Siegel: Tell us a bit about the October 19 event at BalletNova in Northern Virginia? What will you showcase?
Saturday, October 19, 2013
BalletNova Center for Dance
3443 Carlin Springs Road
Falls Church, VA 22041
For details and tickets:
email: [email protected]
We want people to witness the dance process and engage in a dialogue with the artists’ in a way to provide transparency; to see how the relationship between dance partners is developed, no matter what their genders. To show that we are not bound to the past. There are always new things to say.
Siegel: What did receiving the 2013 Strauss Fellowship from the Arts Council of Fairfax County allow you to do?
Bruning: Grant programs such as the Strauss Artist Awards not only provide the artist with some financial freedom to create their work, but gives encouragement, too. One of the works assisted with the Strauss Award will be a male duet which will be shown as a work-in-progress at our October 19 event and then premiered as part of a larger work in our DC season next June. It comes from something about which I feel most strongly and I am riveted by the dancers, the process and what it is becoming.
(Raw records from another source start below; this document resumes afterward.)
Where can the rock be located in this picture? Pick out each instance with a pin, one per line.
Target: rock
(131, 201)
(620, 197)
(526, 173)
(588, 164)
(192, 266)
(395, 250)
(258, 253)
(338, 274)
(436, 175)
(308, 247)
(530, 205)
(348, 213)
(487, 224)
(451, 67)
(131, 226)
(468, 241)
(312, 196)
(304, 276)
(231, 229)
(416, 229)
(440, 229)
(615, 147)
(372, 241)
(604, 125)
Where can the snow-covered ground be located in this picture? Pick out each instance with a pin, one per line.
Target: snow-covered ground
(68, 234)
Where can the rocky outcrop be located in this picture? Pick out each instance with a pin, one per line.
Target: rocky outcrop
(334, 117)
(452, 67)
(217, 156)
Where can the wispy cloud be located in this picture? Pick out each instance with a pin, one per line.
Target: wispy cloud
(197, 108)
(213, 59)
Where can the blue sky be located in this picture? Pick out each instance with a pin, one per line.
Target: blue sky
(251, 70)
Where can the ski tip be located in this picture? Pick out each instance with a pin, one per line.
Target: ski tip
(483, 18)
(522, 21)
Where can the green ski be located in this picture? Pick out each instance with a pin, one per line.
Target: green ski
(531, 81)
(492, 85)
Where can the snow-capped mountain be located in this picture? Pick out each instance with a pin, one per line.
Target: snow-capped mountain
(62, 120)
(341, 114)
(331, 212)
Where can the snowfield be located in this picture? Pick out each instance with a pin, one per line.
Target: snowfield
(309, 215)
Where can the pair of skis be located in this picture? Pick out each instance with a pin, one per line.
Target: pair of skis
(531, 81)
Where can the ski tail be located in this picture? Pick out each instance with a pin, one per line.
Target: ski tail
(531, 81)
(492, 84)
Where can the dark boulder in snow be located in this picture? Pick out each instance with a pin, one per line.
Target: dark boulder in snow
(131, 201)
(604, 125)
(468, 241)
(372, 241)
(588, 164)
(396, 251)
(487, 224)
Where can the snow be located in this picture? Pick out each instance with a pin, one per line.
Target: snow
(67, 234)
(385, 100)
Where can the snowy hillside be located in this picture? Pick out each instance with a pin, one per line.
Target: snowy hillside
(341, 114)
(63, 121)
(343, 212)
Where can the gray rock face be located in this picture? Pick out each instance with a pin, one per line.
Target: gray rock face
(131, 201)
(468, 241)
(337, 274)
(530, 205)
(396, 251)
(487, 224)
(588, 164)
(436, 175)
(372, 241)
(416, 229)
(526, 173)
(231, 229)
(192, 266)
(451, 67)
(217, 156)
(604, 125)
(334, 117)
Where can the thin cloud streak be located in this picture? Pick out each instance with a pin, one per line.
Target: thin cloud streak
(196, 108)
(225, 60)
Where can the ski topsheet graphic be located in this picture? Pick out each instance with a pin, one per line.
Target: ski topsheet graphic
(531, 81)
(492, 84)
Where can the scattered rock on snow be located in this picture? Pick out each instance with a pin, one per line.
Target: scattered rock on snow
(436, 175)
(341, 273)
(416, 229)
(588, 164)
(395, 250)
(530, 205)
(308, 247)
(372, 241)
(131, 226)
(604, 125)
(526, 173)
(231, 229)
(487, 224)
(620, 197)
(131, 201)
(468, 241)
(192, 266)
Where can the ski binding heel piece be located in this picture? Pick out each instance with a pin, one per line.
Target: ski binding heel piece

Siegel: Anything more you’d like to add?
Bruning: There was a moment I remember when I was at the Helen Hayes awards for my nomination for “Improbable Frequencies.” I was new in town and did not understand fully what an honor it was to be a part of it. As the evening unfolded, I was in awe of the theatre community and the depth of talent and significance of the work happening in DC. I remember thinking to myself, I want to be a part of this community. I want to have an artistic home in DC.